I remember it well, one day not long after I was baptized as a child. My mom said after one of my outbursts, “For somebody who just became a Christian, you sure are acting like the devil!” She was right, and really, I don’t think I was a Christian then, because baptism does not a believer make. Jacob had been changed by God, though. He was humbled with a limp, called to a different way of living, and given a new name, “Israel,” after the wrestling match at Peniel. But the reality of his covenant position was clouded by his actions. Israel was living a lot like old Jacob. I can relate.

Jacob should have gone straight back to Bethel as soon as he left Esau, but he took a disastrous detour that resulted in a daughter defiled and a murderous response by Simeon and Levi. God tells Jacob to go to Bethel, and now he obeys. Notice the actions he took for himself and his whole household before they left Shechem. He essentially said to them, “We will leave Shechem, and we will bury Paddan-aram before we go.” He tells his family to put away their foreign gods, purify themselves, and put on new clothes. We are going to Bethel, the place where God met with me and has never left me since then. And we will bury Paddan-aram and everything associated with it first, right down to the garments we wear from there. The whole tribe responds, as people bring their foreign gods and their earrings to him, and Jacob buries them under a terebinth tree outside of Shechem. Was Joshua thinking about this scene when he gathered all of Israel in Shechem years later and says to them, “Put away your foreign gods that are among you and incline your heart to the Lord, the God of Israel”? And the people said to Joshua, “The Lord our God we will serve, and his voice we will obey.” Joshua made a covenant with the people that day, wrote down the laws and statues for them, “And he took a large stone and set it up there under the terebinth that was by the sanctuary of the Lord.”

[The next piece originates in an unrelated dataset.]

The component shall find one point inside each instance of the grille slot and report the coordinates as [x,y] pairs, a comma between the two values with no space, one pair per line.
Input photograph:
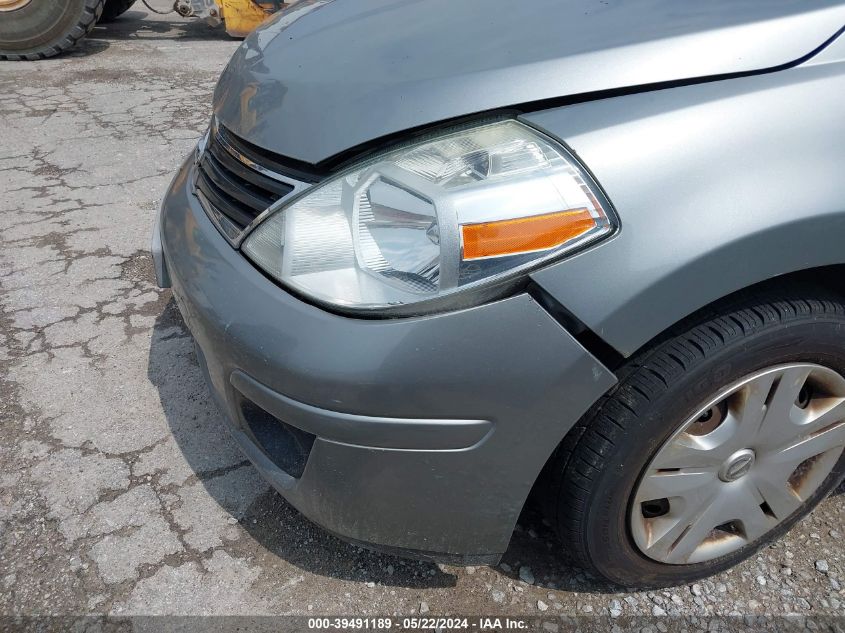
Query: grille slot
[233,187]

The Lord God calls us forward as his children, and he walks with us, but he also tells us to leave behind everything that has kept us from fully obeying him and his word. And we do this together, as a community, like Jacob and Joshua did with the people following them. Maybe that’s why the book of Hebrews says, “Let us lay aside every weight, and sin which clings so closely, and let us run with endurance the race that is set before us, looking to Jesus, the founder and perfecter of our faith…” (emphasis mine)

“God appeared to Jacob again” in Bethel and reminded Jacob that he had a new name. Hey, son, remember when we wrestled at Peniel? You lost, but you also won. I broke you in order to bless you. I took away your name in order to give you a new name, a new identity, a new purpose, a new calling.

God says to you and me, “Do you remember when I saved you and you died to your sins and were raised to live again in Christ? I gave you a new name then, ‘child of God.”’ I gave you a new identity: no longer a slave but adopted as a son or daughter in Christ. I gave you a new purpose and a new calling: ‘the life you now live in the flesh you live by faith in the Son of God.’” We may say, but how can we do this, Lord? How can we live in that new identity and for that new purpose?

God told Jacob how when he said, “I am God Almighty.” El Shaddai. I am the God who provides for you in every way. Not just with sunshine and rain and flowers and good food. I provide all that you need to live your new life as a son or daughter and no longer a slave. I am so you can BE!